How Bunsen Works¶

Bunsen encodes FHIR data in Apache Spark by generating Spark Encoders from the FHIR resource definitions. The encoders convert the FHIR data model into a Spark schema on a field-by-field, type-by-type basis. At runtime, they automatically generate byte code that serialises FHIR objects as Spark Datasets, which are an efficient binary representation that can be analysed at petabyte scale.
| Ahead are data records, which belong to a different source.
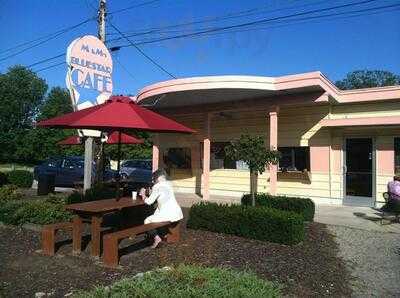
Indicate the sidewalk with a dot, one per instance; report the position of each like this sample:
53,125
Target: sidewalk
362,218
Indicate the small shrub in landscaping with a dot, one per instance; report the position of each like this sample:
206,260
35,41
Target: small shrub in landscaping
75,197
20,178
259,223
3,179
303,206
9,193
97,192
189,281
100,192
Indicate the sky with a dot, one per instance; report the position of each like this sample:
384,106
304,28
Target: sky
334,46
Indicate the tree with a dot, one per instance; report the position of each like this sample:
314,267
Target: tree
367,79
21,94
252,150
41,143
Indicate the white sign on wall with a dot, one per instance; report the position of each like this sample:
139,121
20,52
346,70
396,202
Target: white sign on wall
89,76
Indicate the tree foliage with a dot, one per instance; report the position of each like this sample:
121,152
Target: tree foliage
252,150
368,78
21,94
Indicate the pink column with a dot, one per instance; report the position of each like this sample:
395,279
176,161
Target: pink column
273,144
206,159
156,153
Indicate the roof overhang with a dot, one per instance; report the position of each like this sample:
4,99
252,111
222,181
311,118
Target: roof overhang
366,121
218,89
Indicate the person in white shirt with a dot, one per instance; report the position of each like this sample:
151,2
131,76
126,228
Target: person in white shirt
167,209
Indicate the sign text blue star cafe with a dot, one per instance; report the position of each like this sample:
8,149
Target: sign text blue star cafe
89,76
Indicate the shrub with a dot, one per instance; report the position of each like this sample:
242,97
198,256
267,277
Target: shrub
189,281
9,193
36,212
100,192
303,206
75,197
3,179
20,178
259,223
97,192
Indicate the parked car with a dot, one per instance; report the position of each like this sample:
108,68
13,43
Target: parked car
137,171
67,170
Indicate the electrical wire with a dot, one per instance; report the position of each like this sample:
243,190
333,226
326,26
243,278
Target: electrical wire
133,6
357,13
47,39
142,52
262,21
48,67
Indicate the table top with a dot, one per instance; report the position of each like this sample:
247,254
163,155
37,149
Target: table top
102,206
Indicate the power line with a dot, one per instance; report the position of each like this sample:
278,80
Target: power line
46,60
356,13
51,66
124,68
257,22
133,6
222,30
142,52
47,39
239,14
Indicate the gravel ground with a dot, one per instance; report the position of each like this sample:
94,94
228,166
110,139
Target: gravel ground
309,269
373,258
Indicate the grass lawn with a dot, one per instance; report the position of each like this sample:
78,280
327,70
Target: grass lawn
189,281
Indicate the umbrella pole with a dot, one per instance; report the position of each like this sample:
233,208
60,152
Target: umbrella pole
119,165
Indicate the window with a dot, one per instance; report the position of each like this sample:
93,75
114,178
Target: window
73,164
178,158
294,158
218,158
53,163
397,156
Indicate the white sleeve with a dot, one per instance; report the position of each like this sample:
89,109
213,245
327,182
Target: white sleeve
153,196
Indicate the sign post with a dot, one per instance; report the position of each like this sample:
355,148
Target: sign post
89,81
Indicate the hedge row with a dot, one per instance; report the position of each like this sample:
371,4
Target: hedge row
264,224
303,206
20,178
35,212
97,192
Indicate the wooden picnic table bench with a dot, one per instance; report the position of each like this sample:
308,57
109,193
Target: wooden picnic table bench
111,240
94,211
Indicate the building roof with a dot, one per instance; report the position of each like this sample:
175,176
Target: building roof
217,89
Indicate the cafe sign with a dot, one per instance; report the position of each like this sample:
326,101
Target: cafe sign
89,75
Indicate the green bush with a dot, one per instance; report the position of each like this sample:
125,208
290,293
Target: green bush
36,212
9,193
75,197
97,192
3,179
303,206
189,281
20,178
100,192
260,223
Those datasets can then be saved or manipulated like any other Spark data.

Because the Apache Spark schema and encoder bytecode is generated directly from the FHIR definitions, the resulting Spark dataset is a faithful representation of the original data. To illustrate, this, here is a excerpt of calling Spark’s printSchema() method on the observations dataset we created earlier. Notice that every field is a one-to-one mapping to its FHIR equivalent:

>>> observations.printSchema()
root
 |-- id: string (nullable = true)
 |-- meta: struct (nullable = true)
 |    |-- id: string (nullable = true)
 |    |-- versionId: string (nullable = true)
<snip>
 |-- status: string (nullable = true)
 |-- category: array (nullable = true)
 |    |-- element: struct (containsNull = true)
 |    |    |-- id: string (nullable = true)
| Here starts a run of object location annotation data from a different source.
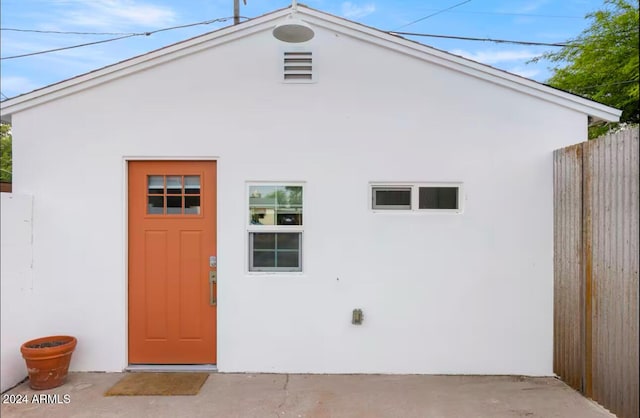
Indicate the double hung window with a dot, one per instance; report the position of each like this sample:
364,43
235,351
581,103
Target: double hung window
275,227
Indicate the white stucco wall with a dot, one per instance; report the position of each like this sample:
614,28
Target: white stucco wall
441,293
19,324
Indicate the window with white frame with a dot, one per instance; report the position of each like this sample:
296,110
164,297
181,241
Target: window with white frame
435,197
275,227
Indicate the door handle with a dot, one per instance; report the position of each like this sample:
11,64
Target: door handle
213,279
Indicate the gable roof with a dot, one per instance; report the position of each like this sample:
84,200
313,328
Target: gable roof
313,17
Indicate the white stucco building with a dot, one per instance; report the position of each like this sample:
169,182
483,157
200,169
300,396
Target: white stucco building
356,170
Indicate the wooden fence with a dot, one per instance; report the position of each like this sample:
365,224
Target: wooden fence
596,215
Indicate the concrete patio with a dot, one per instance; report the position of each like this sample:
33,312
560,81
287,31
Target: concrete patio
317,396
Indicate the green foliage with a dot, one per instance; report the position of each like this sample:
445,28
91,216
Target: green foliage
5,152
602,63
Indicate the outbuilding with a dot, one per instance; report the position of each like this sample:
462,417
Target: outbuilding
355,202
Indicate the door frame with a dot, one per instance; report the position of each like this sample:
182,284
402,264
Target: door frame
125,246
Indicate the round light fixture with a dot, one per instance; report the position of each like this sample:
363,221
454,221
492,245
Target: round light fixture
293,30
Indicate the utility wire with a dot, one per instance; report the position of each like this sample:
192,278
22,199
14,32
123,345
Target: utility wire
434,14
464,38
67,32
130,35
513,14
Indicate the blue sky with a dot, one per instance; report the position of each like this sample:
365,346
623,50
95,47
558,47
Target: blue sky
546,21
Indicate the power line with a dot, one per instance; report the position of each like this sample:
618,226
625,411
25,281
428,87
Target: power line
465,38
609,84
433,14
67,32
513,14
130,35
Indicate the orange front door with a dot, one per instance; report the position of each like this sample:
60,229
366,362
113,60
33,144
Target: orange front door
172,250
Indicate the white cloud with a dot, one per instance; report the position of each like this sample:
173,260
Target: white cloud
351,10
494,57
525,72
115,14
14,85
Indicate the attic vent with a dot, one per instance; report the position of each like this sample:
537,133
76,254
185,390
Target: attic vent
298,66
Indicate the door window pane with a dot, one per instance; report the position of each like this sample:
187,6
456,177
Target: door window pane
192,184
192,205
155,204
174,204
155,184
174,185
173,199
 |    |    |-- coding: array (nullable = true)
 |    |    |    |-- element: struct (containsNull = true)
 |    |    |    |    |-- id: string (nullable = true)
 |    |    |    |    |-- system: string (nullable = true)
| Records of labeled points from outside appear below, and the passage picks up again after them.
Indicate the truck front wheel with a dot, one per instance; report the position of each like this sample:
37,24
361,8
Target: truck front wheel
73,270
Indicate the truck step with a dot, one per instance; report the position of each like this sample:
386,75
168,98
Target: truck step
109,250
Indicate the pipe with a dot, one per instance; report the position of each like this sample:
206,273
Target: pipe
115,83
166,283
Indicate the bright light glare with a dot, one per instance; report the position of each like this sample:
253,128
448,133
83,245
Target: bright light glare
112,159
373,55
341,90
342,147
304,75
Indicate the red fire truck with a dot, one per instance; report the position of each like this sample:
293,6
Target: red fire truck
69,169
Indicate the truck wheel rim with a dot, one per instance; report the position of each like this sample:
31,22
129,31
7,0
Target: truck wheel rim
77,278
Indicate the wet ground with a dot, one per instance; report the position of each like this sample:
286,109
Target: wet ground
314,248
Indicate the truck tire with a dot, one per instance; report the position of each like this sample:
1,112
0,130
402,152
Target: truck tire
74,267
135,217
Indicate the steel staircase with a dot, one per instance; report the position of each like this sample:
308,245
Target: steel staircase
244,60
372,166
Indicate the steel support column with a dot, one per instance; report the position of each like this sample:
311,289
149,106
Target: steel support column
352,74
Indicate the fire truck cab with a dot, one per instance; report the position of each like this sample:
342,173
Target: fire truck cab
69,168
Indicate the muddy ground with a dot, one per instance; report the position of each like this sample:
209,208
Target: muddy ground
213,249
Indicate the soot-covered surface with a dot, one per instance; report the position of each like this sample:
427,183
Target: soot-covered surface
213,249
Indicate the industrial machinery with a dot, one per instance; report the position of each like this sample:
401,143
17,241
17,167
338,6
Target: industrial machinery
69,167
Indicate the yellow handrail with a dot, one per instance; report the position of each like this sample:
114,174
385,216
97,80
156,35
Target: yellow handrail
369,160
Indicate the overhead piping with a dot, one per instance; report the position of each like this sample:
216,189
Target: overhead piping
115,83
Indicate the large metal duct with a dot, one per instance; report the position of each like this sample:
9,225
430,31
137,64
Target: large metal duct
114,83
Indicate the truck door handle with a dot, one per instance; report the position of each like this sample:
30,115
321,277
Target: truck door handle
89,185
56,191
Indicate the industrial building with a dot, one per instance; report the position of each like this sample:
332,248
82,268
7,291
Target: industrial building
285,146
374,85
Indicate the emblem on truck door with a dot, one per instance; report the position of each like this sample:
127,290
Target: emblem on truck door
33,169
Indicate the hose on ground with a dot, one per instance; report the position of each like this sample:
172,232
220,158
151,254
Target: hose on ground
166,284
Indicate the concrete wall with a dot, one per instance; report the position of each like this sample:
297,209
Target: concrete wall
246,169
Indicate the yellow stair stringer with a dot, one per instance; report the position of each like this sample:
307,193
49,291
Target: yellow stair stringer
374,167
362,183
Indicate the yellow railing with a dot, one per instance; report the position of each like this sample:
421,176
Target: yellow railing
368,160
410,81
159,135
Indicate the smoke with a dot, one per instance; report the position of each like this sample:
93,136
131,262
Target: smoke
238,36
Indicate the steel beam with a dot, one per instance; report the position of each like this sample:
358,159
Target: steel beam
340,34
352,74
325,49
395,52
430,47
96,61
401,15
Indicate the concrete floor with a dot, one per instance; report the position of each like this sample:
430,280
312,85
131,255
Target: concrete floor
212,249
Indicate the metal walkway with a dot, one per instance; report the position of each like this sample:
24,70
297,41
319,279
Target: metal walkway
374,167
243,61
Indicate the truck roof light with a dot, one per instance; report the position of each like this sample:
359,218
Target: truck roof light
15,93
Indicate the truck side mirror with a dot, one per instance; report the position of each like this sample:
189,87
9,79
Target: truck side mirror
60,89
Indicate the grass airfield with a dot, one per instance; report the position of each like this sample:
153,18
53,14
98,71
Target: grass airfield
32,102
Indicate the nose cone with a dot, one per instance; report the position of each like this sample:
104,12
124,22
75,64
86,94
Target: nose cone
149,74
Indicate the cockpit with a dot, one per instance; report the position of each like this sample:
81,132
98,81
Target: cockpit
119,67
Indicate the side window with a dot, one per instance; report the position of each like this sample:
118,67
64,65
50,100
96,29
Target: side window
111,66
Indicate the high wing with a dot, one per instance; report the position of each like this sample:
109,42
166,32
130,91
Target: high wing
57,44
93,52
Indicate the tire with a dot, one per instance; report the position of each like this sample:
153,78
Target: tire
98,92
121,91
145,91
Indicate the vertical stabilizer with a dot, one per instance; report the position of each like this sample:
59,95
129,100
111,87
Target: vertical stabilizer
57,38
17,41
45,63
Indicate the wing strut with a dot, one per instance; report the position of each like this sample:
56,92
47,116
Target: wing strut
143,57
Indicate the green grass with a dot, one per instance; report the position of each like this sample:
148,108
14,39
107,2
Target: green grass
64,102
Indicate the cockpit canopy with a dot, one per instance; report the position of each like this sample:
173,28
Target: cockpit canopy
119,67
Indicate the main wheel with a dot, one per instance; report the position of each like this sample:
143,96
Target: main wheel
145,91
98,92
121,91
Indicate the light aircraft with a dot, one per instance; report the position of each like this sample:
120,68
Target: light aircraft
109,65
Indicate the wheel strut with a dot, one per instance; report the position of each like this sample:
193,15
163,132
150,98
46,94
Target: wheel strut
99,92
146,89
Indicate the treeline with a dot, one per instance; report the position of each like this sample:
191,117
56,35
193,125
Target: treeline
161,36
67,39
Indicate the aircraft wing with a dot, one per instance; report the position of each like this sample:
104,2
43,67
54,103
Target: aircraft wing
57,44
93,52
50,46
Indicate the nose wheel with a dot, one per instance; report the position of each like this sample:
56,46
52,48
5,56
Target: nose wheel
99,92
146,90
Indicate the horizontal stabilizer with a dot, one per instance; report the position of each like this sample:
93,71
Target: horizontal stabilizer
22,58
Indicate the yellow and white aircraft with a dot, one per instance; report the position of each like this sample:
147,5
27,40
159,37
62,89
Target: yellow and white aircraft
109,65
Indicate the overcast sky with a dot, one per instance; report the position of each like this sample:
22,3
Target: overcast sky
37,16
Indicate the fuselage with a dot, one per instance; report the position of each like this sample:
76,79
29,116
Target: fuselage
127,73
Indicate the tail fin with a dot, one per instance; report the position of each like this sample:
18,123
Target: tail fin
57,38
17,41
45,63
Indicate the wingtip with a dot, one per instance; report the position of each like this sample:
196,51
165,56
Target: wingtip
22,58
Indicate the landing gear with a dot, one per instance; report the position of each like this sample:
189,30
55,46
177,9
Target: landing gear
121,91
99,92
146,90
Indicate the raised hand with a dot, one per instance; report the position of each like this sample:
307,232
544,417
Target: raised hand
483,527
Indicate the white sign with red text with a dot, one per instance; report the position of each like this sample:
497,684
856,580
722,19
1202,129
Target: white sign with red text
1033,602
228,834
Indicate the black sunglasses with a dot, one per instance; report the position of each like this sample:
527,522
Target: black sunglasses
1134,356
 |    |    |    |    |-- version: string (nullable = true)
 |    |    |    |    |-- code: string (nullable = true)
 |    |    |    |    |-- display: string (nullable = true)
 |    |    |    |    |-- userSelected: boolean (nullable = true)
 |    |    |-- text: string (nullable = true)
 |-- code: struct (nullable = true)
 |    |-- id: string (nullable = true)
 |    |-- coding: array (nullable = true)
 |    |    |-- element: struct (containsNull = true)
<snip>
 |-- valueDateTime: string (nullable = true)
 |-- valueQuantity: struct (nullable = true)
 |    |-- id: string (nullable = true)
 |    |-- value: decimal(12,4) (nullable = true)
 |    |-- comparator: string (nullable = true)
 |    |-- unit: string (nullable = true)
 |    |-- system: string (nullable = true)
 |    |-- code: string (nullable = true)
 |-- valueRatio: struct (nullable = true)
 |    |-- id: string (nullable = true)
 |    |-- numerator: struct (nullable = true)
<snip>

By encoding FHIR in this native Spark format, Bunsen can take advantages of Spark’s performance and scalability traits. For instance, analytic queries over hundreds of millions of results typically complete in single-digit seconds.